Народ чуть не весь в стенах жил, высоченные они были, с доброе дерево. Не влезешь. В околье ютились лишь пастухи при загонах да хлевах скотских, и еще плавильщики — чуть пониже становища жила медная пролегала. Так что коротали свой век безбедно, караваны разве что за оловом снаряжали да за диковинами. Потому и звался стан: Жженовка-Тугая-Мошна.

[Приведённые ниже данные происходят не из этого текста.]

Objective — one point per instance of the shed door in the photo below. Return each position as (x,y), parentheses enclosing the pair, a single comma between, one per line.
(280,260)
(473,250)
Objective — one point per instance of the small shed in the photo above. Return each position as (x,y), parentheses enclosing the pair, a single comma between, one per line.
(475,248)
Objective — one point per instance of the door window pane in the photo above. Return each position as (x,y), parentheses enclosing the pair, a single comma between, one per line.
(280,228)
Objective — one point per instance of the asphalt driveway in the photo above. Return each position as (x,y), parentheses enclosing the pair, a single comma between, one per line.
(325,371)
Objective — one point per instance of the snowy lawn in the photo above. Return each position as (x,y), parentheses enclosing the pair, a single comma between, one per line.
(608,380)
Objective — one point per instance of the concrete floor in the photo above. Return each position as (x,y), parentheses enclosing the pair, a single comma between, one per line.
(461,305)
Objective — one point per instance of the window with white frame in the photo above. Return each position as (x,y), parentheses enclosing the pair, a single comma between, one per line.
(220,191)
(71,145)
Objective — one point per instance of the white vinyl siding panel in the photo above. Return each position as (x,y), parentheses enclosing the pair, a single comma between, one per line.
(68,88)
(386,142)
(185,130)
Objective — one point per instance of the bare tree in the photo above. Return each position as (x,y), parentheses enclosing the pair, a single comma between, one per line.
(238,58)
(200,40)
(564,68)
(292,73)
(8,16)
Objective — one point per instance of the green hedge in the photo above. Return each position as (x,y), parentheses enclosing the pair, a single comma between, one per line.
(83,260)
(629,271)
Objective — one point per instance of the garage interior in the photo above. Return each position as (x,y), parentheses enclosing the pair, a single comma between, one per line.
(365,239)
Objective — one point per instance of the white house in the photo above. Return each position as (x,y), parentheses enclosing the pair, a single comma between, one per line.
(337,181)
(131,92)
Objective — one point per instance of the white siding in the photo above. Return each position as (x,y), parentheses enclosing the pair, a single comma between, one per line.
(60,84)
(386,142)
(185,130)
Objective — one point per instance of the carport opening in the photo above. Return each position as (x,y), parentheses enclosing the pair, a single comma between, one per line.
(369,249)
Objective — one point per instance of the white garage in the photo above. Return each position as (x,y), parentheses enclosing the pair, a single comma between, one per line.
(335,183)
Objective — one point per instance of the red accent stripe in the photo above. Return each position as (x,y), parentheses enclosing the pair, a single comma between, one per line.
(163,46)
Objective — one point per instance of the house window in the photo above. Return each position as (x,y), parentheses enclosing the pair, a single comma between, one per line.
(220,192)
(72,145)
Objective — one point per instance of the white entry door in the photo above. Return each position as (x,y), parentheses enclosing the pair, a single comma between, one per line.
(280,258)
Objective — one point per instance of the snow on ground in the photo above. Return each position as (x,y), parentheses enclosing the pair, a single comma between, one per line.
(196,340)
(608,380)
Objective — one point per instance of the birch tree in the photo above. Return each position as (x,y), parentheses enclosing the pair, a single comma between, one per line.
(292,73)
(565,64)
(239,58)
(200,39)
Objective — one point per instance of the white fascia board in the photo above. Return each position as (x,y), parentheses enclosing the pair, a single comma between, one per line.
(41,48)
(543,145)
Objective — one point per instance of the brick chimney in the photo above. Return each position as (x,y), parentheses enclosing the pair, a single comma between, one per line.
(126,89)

А еще, сказывают, имелся там лужок, собою неприметный, только ступать на него одним амантам дозволялось. Вкруг него росли вековые деревья, числом ровно двадцать семь. Говорят, когда-то вершил тут свои дела Тридевятный Суд, но опять же было это не на памяти тех, кто обитал сейчас на землях Многоступенья. Потому как решались на том Судбище такие вопросы, что касались всех окрестных становищ, а может быть — и всей Ала-Рани.
Но до всей Ала-Рани Махиде было, как до звезды заоблачной. Время неумолимо уходило, и каждый миг она с ужасом ожидала, что вот-вот навалится на нее неминучая боль, которой она не испытывала еще ни разу в жизни. С Мади надо было бы уговориться допреж того, а ее и голоса из-за решетчатых окошечек было не слыхать. Иной раз у Махиды вскипала завистливая злость отлеживается, поди, умница на перинах пуховых, ей и забот никаких — а ведь не она, так еще неизвестно, может, у господина доброго Гарпогара и не появилось бы лихой нужды из-под крыши обжитой подаваться невесть куда, за семь лесов да за девять ручьев. Заморочила она ему голову речами заумными, тоску нагнала. Может, и к м'сэймам подался, успения при жизни себе просить. У Иоффа-то дом тихий, в обувке ходят бесшумной, говорят лишь по надобности да шепотом — вот она с чужим мужиком и обрадовалась лясы точить!
Но как бы ни досадовала Махида на подруженьку, а больше ведь пожалобиться было некому, вот и толклась она возле рокотанщикова жилища. А у его дверей, между прочим, с утра кипела суета. Сам хозяин дома торчал на крыше, наклонившись над зеленеными перилами и покачивая полупрозрачной бороденкой. Внизу сновали лесовиковые телесы, больше все ошейные; распоряжался ими Шелуда, уже в дорожной одежде. Он то заскакивал в дом, то выбегал на улицу, пересчитывая тех, кто уже сидел на земле с притороченными на спине и на груди кожаными сумами, из которых торчали обернутые тряпицами рога. То, что грузили не на горбаней, говорило о том, что груз бесценен.